In a universe where the force of gravity is proportional to the inverse cube of the distance between two objects, we need to determine the new gravitational force and the outcome of the planet's orbit after being pushed to twice its original distance.

1. **Gravitational Force Comparison**:
   - Original distance: \( r \)
   - Original gravitational force: \( F_1 \propto \frac{1}{r^3} \)
   - New distance: \( 2r \)
   - New gravitational force: \( F_2 \propto \frac{1}{(2r)^3} = \frac{1}{8r^3} \)
   - Therefore, the new gravitational force is \( \frac{1}{8} \) times the original force.

2. **Orbital Dynamics**:
   - For a stable circular orbit, the gravitational force provides the necessary centripetal force.
   - Orbital velocity in this universe: \( v \propto \frac{1}{r} \)
   - When the planet is pushed to twice the distance, the required orbital velocity for a circular orbit at \( 2r \) is halved.
   - However, the planet retains its original velocity, which is higher than the required velocity for a circular orbit at \( 2r \).

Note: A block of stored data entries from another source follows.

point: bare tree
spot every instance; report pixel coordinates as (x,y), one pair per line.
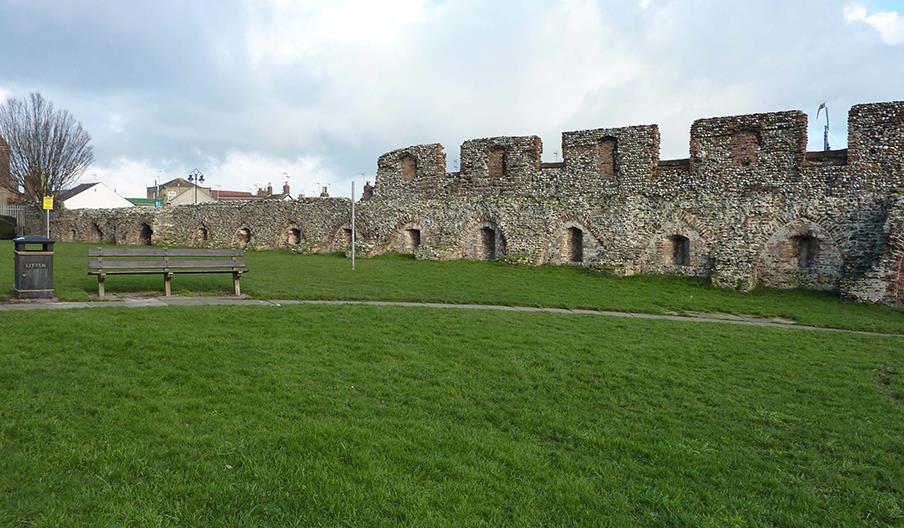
(48,149)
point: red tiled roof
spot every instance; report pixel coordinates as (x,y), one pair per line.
(232,195)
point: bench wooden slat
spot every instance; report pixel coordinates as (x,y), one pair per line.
(123,261)
(160,271)
(164,264)
(160,252)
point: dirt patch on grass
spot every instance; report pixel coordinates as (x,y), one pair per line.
(885,380)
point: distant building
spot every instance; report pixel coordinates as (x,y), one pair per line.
(285,196)
(180,191)
(94,195)
(232,196)
(143,202)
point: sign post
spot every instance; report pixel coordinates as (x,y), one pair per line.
(48,205)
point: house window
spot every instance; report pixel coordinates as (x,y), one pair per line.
(496,162)
(412,239)
(806,247)
(745,147)
(488,243)
(606,153)
(574,245)
(680,250)
(409,168)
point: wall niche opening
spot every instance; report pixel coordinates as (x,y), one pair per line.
(745,147)
(488,243)
(806,249)
(680,249)
(496,162)
(347,235)
(412,240)
(409,168)
(606,154)
(574,245)
(243,237)
(293,236)
(144,237)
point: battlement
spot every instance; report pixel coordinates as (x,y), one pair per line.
(732,153)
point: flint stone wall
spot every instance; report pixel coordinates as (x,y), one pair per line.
(750,206)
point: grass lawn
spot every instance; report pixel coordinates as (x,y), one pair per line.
(363,416)
(282,275)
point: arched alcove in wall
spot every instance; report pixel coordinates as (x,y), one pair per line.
(801,253)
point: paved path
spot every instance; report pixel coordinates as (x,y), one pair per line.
(697,317)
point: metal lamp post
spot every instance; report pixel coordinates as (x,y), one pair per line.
(196,177)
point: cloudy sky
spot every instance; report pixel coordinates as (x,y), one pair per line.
(246,90)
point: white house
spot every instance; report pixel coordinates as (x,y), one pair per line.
(92,196)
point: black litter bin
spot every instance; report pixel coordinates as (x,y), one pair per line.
(34,267)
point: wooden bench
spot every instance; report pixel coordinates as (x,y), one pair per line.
(167,262)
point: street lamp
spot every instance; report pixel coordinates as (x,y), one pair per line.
(195,177)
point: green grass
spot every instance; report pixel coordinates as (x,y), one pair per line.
(282,275)
(363,416)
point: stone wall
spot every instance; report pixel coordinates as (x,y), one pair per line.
(750,206)
(315,224)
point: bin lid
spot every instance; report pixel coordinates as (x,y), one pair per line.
(33,239)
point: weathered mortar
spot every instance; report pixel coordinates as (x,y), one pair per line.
(750,206)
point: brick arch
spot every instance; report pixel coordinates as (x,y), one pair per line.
(659,252)
(550,252)
(341,240)
(781,261)
(898,284)
(474,242)
(291,235)
(243,236)
(407,235)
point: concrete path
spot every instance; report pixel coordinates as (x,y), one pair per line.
(695,317)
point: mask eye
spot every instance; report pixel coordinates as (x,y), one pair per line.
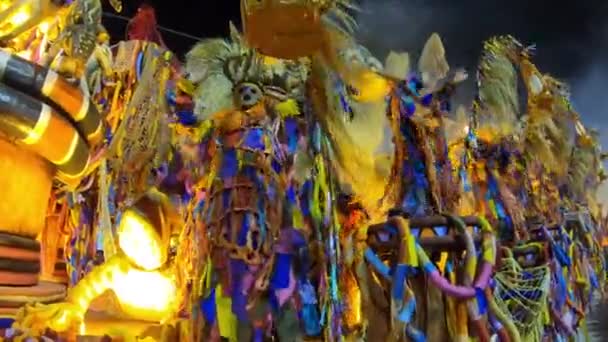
(247,95)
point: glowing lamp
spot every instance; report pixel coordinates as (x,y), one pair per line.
(143,234)
(287,29)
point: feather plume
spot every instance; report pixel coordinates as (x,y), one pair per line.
(432,64)
(497,83)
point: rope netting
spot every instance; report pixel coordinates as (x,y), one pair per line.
(522,293)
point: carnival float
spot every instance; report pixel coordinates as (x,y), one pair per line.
(285,184)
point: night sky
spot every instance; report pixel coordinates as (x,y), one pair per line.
(571,37)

3. **Energy Considerations**:
   - Total mechanical energy in the original circular orbit is zero (derived from kinetic and potential energies).
   - After being pushed to \( 2r \), the planet's total mechanical energy becomes positive, indicating an unbound orbit.
   - Escape velocity in this universe is equal to the circular orbit velocity at any radius. The planet's velocity at \( 2r \) is twice the escape velocity at \( 2r \), leading to an unbound trajectory.

4. **Conclusion**:
   - The new gravitational force is \( \frac{1}{8} \) times the old force.
   - The planet's velocity is too high for a circular orbit at \( 2r \), and its positive total energy results in an unbound orbit, leading to escape from the star.

\[
\boxed{\dfrac{1}{8}}
\]

The planet will likely escape the star on an unbound orbit.